Although, as noted above, it may not be essential, in every instance of dye fixation, for the pins 11 to fully penetrate the pile of the carpet tile to the backing to achieve uniform heating within the pile, it is necessary that they should be able to do so
without the block 12 coming into contact with the top of the pile. It is an advantage if the pins have a pitch which is greater than the pin diameter, to allow full penetration of the pile by the pins without crushing down the pile .
Some degree of lateral compression of the pile can be tolerated and, in fact, is desirable to bring all of the print dye liquor into contact with the heat conducting pins and ensure fixation. The present inventor has found that, depending on the pile density, a compression of about one hundred per cent is sufficient for this purpose. This is achieved by setting the pitch of the pins, relative to their diameter, so that the area of the interstices equals the total of the cross-sectional area of the pins, measured across the non-tapered part of the shank. The optimal ratio of space to conducting area can be determined empirically for a particular type of carpet tile using the following guidelines. The individual fibres cannot be compressed although the space between them may be reduced. Where the surface pile density is low, the ratio of interstitial space to conductor may be reduced, and conversely, where the surface pile density is high, this ratio may be increased.
The conducting pins must be chemically resistant to the print liquor and its chemical auxiliaries (such as pH control agents, antifoaming agents and the like). Because the fixation occurs at an elevated
temperature, in excess of 90 C, and the chemical environment is aggressive, the material from which the pins are made is important. In some of the more benign environments, stainless steel pins will be adequate. However, when the invention is to be used in more corrosive environments, a more resistant metal, such as titanium, will be required for the pins.
Although the accompanying drawings and the foregoing description concerns a carpet tile fixation unit which is used to fix the dyestuff to the pile of the carpet tile in a one by one batch process, it will be clear that the present invention extends also to a continuous process in which the pins are mounted on a moving drum, or belt or the like, and heat is transferred on a continuous basis within a chamber closed from the atmosphere.

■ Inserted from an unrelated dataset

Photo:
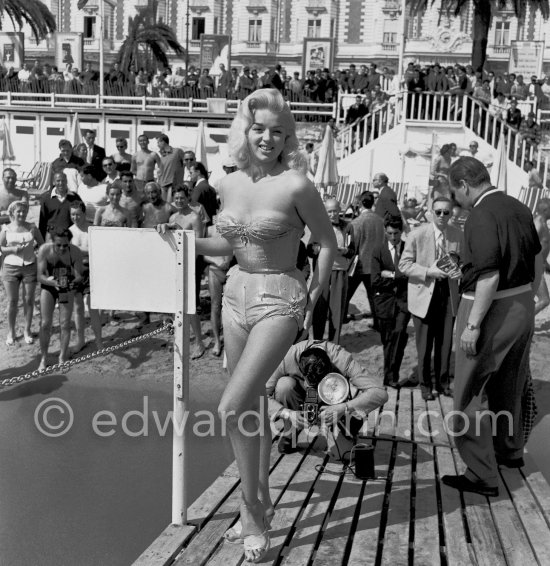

Such an arrangement can be used to fix liquid dye on the pile of broadloom carpet, as well as on carpet tiles.
If, as foreshadowed earlier in this specification, the present invention is used to quickly remove heat from a medium, the basic modification that is required, .to a block arranged as shown in Figures 1 and 2, is the replacement of the heating element 13 by a refrigerating or cooling element.
The present invention may be used in the food industry, where rapid heating (or cooling) of foods and liquids is required.